This documentation is for an out-of-date version of Apache Flink. We recommend you use the latest stable version.
JDBC Connector #
This connector provides a sink that writes data to a JDBC database.
To use it, add the following dependency to your project (along with your JDBC driver):
<dependency>
<groupId>org.apache.flink</groupId>
<artifactId>flink-connector-jdbc_2.11</artifactId>
<version>1.13.6</version>
</dependency>
Note that the streaming connectors are currently NOT part of the binary distribution. See how to link with them for cluster execution here.
JdbcSink.sink
#
The JDBC sink provides at-least-once guarantee. Effectively though, exactly-once can be achieved by crafting upsert SQL statements or idempotent SQL updates.
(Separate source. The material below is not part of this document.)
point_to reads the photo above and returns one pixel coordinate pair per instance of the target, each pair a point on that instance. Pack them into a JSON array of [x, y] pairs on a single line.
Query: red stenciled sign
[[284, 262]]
Configuration goes as follow (see also JdbcSink javadoc ).
JdbcSink.sink(
sqlDmlStatement, // mandatory
jdbcStatementBuilder, // mandatory
jdbcExecutionOptions, // optional
jdbcConnectionOptions // mandatory
);
SQL DML statement and JDBC statement builder #
The sink builds one JDBC prepared statement from a user-provider SQL string, e.g.:
INSERT INTO some_table field1, field2 values (?, ?)
It then repeatedly calls a user-provided function to update that prepared statement with each value of the stream, e.g.:
(preparedStatement, someRecord) -> { ... update here the preparedStatement with values from someRecord ... }
JDBC execution options #
The SQL DML statements are executed in batches, which can optionally be configured with the following instance (see also JdbcExecutionOptions javadoc )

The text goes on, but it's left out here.